MAHKEMESİ :Asliye Hukuk Mahkemesi
SAYISI : 2021/289 E., 2022/115 K.
DAVALILAR : ... mirasçıları ... vd.
DAVA TARİHİ : 04.05.2015
Taraflar arasında İlk Derece Mahkemesinde görülen ve istinaf incelemesinden geçen vekilin hesap verme yükümlülüğünden kaynaklanan alacak davasında verilen karar hakkında yapılan temyiz incelemesi sonucunda Dairece, Bölge Adliye Mahkemesi kararının kaldırılmasına ve İlk Derece Mahkemesi kararının bozulmasına karar verilmiştir.
İlk Derece Mahkemesince bozmaya uyularak yeniden yapılan yargılama sonucunda; davanın kısmen kabulüne karar verilmiştir.
İlk Derece Mahkemesi kararı taraf vekillerince temyiz edilmekle; kesinlik, süre, temyiz şartı ve diğer usul eksiklikleri yönünden yapılan ön inceleme sonucunda, temyiz dilekçelerinin kabulüne ve davacılar vekilinin duruşma isteminin değerden reddine karar verildikten ve Tetkik Hâkimi tarafından hazırlanan rapor dinlendikten sonra dosyadaki belgeler incelenip gereği düşünüldü:
I. DAVA
Davacı ... vekili; müvekkilinin paylı olarak malik olduğu taşınmazların dava dışı ...‘e satışı hususunda davalı ...’a 01.9.1998 tarihli bir vekaletname verdiğini, davalının aradan uzun zaman geçtikten sonra 04.02.2013 tarihinde dava dışı bu kişiye satışı gerçekleştirdiğini, ancak satış bedelinin müvekkiline ödenmediğini, satıştan da haricen haberdar olduklarını ileri sürerek, fazlaya ilişkin hakları saklı kalmak kaydıyla müvekkiline ait taşınmaz hisselerinin bilirkişi aracılığıyla tespit edilecek değerinden şimdilik 120.000,00 TL’nin satış tarihinden itibaren işleyecek yasal faiziyle birlikte davalıdan tahsilini talep ve dava etmiştir.

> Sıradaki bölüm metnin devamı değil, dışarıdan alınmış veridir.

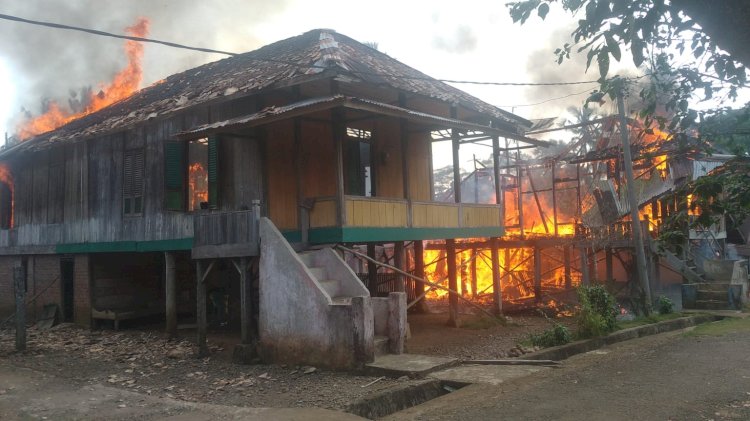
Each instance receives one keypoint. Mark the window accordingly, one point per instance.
(358, 168)
(132, 186)
(191, 174)
(198, 174)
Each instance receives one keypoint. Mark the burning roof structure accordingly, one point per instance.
(313, 55)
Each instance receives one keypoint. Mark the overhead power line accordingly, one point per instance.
(211, 50)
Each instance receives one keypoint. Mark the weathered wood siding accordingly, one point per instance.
(282, 175)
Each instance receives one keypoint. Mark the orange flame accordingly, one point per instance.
(6, 177)
(124, 84)
(198, 183)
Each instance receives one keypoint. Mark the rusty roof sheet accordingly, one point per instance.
(292, 59)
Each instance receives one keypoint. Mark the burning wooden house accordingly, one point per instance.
(187, 191)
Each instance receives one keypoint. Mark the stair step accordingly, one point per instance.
(712, 295)
(713, 286)
(331, 286)
(318, 272)
(381, 345)
(712, 305)
(307, 258)
(341, 301)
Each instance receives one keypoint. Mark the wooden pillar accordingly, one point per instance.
(372, 271)
(453, 317)
(537, 274)
(170, 291)
(566, 264)
(419, 288)
(519, 187)
(246, 303)
(404, 138)
(585, 276)
(399, 260)
(200, 298)
(499, 194)
(554, 197)
(497, 291)
(609, 268)
(455, 140)
(473, 273)
(19, 285)
(339, 130)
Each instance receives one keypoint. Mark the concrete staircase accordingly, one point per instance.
(711, 296)
(332, 285)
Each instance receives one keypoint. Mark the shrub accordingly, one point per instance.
(554, 336)
(664, 305)
(597, 315)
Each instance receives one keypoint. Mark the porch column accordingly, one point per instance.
(419, 288)
(455, 140)
(200, 298)
(339, 129)
(453, 317)
(537, 274)
(399, 260)
(170, 290)
(19, 285)
(608, 265)
(246, 304)
(372, 271)
(566, 264)
(497, 292)
(499, 195)
(585, 276)
(404, 137)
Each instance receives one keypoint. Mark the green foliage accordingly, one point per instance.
(554, 336)
(597, 316)
(652, 30)
(724, 192)
(664, 305)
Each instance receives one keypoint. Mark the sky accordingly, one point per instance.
(472, 40)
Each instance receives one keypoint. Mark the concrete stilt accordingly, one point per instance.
(170, 290)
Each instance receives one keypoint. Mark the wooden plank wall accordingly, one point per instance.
(282, 175)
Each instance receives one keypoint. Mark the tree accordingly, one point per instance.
(654, 31)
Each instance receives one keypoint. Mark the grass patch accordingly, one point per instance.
(720, 328)
(654, 318)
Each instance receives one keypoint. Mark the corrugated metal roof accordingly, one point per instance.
(275, 113)
(292, 59)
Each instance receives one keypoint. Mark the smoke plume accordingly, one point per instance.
(53, 64)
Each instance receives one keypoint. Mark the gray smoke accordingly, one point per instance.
(543, 68)
(461, 40)
(54, 64)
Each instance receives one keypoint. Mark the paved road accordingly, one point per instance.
(670, 376)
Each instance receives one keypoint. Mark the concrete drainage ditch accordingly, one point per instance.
(401, 397)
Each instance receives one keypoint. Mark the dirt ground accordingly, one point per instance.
(143, 360)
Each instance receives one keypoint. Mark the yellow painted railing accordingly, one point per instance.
(394, 213)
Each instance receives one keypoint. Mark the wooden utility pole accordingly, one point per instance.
(19, 283)
(640, 255)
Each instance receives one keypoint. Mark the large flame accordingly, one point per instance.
(6, 177)
(124, 84)
(198, 184)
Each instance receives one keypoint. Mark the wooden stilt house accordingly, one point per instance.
(124, 212)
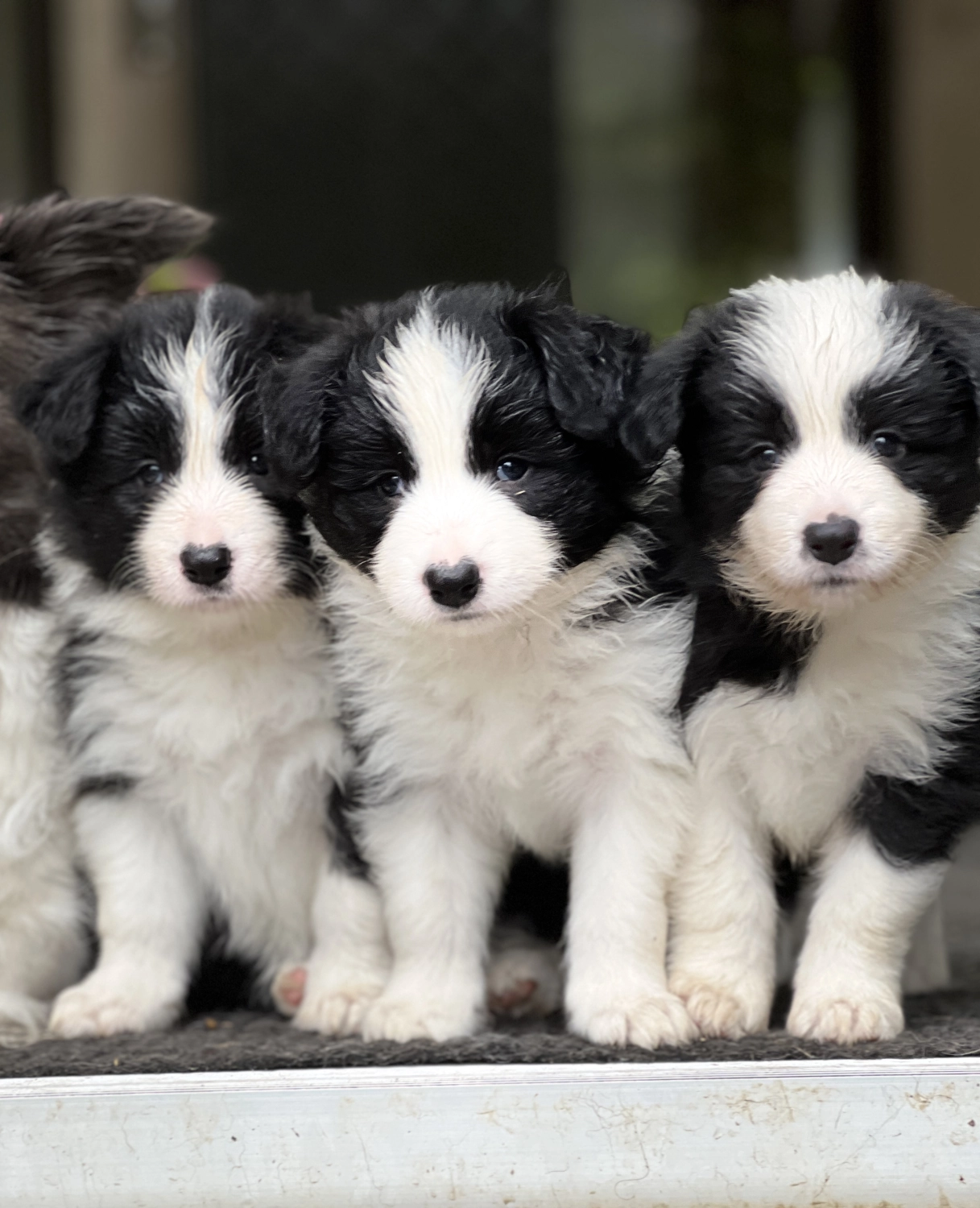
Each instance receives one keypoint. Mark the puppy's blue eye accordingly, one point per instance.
(391, 485)
(511, 469)
(150, 475)
(887, 445)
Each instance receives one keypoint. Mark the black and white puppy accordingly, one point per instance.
(197, 700)
(509, 672)
(829, 437)
(65, 266)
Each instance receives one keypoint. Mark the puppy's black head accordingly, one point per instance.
(154, 435)
(828, 432)
(463, 445)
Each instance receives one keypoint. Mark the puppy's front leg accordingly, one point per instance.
(622, 854)
(149, 920)
(440, 877)
(849, 978)
(724, 915)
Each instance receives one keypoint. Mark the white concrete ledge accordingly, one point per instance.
(736, 1133)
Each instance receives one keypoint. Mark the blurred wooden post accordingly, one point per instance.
(937, 115)
(122, 105)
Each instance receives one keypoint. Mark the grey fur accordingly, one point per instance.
(65, 267)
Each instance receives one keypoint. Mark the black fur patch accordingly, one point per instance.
(562, 388)
(105, 787)
(735, 640)
(101, 418)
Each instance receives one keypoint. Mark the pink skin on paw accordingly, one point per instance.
(520, 992)
(290, 987)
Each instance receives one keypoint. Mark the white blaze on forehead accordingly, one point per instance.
(815, 342)
(429, 381)
(195, 377)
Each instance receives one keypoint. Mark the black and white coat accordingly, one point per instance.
(197, 702)
(508, 662)
(830, 487)
(65, 266)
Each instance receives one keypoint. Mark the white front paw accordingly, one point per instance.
(846, 1017)
(647, 1020)
(22, 1019)
(106, 1003)
(525, 981)
(403, 1016)
(724, 1010)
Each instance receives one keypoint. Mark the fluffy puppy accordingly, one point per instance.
(829, 437)
(509, 664)
(195, 690)
(64, 267)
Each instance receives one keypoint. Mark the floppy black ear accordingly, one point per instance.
(591, 366)
(60, 407)
(285, 326)
(70, 265)
(295, 403)
(653, 420)
(67, 251)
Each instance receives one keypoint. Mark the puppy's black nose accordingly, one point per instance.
(453, 586)
(834, 540)
(205, 565)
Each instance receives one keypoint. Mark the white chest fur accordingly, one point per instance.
(523, 720)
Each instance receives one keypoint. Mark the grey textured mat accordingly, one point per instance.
(945, 1024)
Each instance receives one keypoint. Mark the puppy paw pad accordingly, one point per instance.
(719, 1011)
(287, 990)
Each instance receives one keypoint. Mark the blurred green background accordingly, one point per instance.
(664, 151)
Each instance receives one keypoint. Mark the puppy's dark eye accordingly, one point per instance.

Davacının, hüküm ve temyiz tarihinden sonra 08.03.2023 tarihinde vefat etmesi üzerine, yasal mirasçıları olan ..., aynı avukata vekaletname vermek suretiyle yargılamaya devam etmişlerdir.
II. CEVAP
1. Davalı ... vekili; satış bedelinin 1998 yılında bizzat davacı tarafından tahsil edildiğini, davacının satış bedelini ikinci kez istemesinin kötüniyetli olduğunu, müvekkilinin sadece tapudaki devir işlemleri için yetkilendirildiğini belirterek davanın reddini savunmuştur.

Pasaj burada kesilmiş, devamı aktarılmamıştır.